Note that if you open in some text editor, you should see that the number of header fields less than number of columns below the header row. In my case, the data set had a "," missing at the end of the last header field.
注意,如果您在某个文本编辑器中打开,您应该看到头字段的数量小于标题行下面的列数。在我的例子中,数据集有一个“,”在最后一个头字段的末尾缺失。
#3
0
I ran into the same problem and the issue was a tonne of tabular white-space at the bottom of my text file. Thus every row name was the same on these lines (ie was blank). Thus occurred because I converted from excel.
我遇到了同样的问题,问题是在我的文本文件的底部有一吨的表格空白。因此,在这些行中,每个行名称都是相同的(即空白)。这样发生是因为我从excel转换。
#4
0
I have automatically generated data files that wind up with one column empty other than the header. I don't want to have to edit each file separately (and risk fouling it up). Best work-around I found was in question #4066607, to include "row.names=NULL" in the arguments.
我有自动生成的数据文件,其中只有一个列是空的,而不是header。我不想单独编辑每个文件(并且有可能把它弄脏)。我找到的最好的工作是在问题#4066607中,在参数中包含“row.name =NULL”。
DF<-read.csv(file, ..... , row.names=NULL)

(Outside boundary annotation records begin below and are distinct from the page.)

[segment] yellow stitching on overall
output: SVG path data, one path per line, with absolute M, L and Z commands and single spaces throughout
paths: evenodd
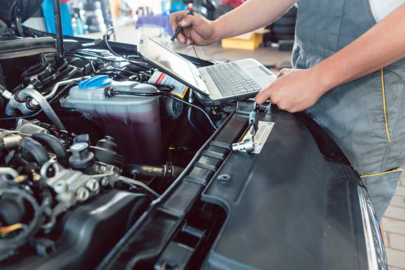
M 385 132 L 387 133 L 387 140 L 388 142 L 391 142 L 391 137 L 389 135 L 388 129 L 388 121 L 387 117 L 387 107 L 385 104 L 385 82 L 384 80 L 384 69 L 381 68 L 381 85 L 383 90 L 383 105 L 384 106 L 384 120 L 385 121 Z
M 363 177 L 370 177 L 372 176 L 378 176 L 379 175 L 383 175 L 384 174 L 387 174 L 388 173 L 393 173 L 395 172 L 402 172 L 403 171 L 403 169 L 401 169 L 400 168 L 397 168 L 396 169 L 394 169 L 393 170 L 391 170 L 390 171 L 387 171 L 386 172 L 383 172 L 381 173 L 373 173 L 372 174 L 364 174 L 363 175 L 360 175 L 360 178 L 362 178 Z

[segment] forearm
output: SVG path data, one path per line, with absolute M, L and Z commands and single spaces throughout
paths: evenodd
M 232 37 L 274 22 L 298 0 L 248 0 L 213 22 L 215 39 Z
M 313 67 L 329 90 L 405 57 L 405 4 Z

This isn't perfect, but lets me load the file. Unlike the behavior described in the other answer (forcing addition of a extra column of row numbers), I get the original first column labeled "row.names" and all the headers shifted one column to the right.... but it lets me get all the data in.
这不是完美的,但是让我加载文件。不像其他答案中描述的行为(强制添加额外的列的行数),我原来的第一列标记为“row.names”和所有的头向右移一列....但是它让我得到所有的数据。
#1
9
According to the R documentation here,
根据R文档,
If there is a header and the first row contains one fewer field
than the number of columns, the first column in the input is used
for the row names. Otherwise if row.names is missing, the rows are numbered.
... therefore I'd suggest that the first row may have one fewer field than the number of columns, so read.table()
is selecting the first column (which contains more than one copy of molecular_function
) as the row names.
…因此,我建议第一行可能比列数少一个字段,所以read.table()选择第一个列(包含多个分子函数的副本)作为行名称。
#2
1
The answer here (https://*.com/a/22408965/2236315) by @adrianoesch should help.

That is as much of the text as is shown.